A Swamp Full of Dollars
by Michael Peel
Published 2009 by I.B. Tauris pp 240 ISBN 9781848858404
Nigeria is a country where petroleum prices and polio are both booming, where small villages challenge giant oil companies and scooter-drivers run their own mini-state. The oil-rich Delta region at the heart of it all is, as Michael Peel shows us, a troublespot as hot as the local pepper soup. Through a host of characters, from the prostitutes of Nigeria's Port Harcourt to the Area Boys of Lagos, from the militants in their swamp forest hideouts to the oil company executives in London, Peel tells the story of this extraordinary country, which grows ever more wild and lawless by the day as its crude oil pumps through our cities.
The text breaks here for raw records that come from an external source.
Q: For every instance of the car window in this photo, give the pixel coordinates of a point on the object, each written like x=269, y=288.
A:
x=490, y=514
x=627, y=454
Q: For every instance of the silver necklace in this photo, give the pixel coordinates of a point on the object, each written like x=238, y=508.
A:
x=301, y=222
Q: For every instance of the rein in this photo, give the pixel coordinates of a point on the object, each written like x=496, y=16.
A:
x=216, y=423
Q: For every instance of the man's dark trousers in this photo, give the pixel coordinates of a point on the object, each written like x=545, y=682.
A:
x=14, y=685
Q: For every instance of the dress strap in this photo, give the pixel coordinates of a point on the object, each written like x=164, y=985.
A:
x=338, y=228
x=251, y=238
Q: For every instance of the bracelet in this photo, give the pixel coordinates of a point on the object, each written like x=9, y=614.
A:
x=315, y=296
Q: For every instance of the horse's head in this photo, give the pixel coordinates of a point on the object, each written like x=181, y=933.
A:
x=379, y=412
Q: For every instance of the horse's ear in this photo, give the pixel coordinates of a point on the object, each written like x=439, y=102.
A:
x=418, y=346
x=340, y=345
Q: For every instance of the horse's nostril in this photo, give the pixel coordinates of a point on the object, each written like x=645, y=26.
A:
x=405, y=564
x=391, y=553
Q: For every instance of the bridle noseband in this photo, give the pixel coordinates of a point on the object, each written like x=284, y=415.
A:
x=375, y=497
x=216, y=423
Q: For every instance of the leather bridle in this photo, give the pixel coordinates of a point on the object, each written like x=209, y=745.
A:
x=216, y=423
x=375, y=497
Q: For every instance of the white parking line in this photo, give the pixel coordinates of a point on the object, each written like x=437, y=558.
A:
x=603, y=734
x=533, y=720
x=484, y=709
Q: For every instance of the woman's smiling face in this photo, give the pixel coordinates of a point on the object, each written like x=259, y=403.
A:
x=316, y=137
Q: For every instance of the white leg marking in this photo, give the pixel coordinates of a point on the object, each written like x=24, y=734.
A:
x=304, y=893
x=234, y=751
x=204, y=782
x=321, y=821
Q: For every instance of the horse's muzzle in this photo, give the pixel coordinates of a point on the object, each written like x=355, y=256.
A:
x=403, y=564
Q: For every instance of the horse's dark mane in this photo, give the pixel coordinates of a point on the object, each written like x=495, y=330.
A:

As the price of oil gyrates on international markets and the world's hunt for new reserves becomes ever more desperate, Nigeria's tale is a dark warning of how unbridled plunder eventually rebounds on those who have done the taking. Blending vivid reportage, history and investigative journalism, A Swamp Full of Dollars takes us under the skin of a country locked in a deadly embrace with big oil.
Michael Peel is currently Middle East correspondent for the Financial Times, having previously been its West Africa correspondent. He has contributed articles on Africa to the London Review of Books and Prospect magazine. In 2009, his book A Swamp Full of Dollars was shortlisted by the Guardian First Book Award.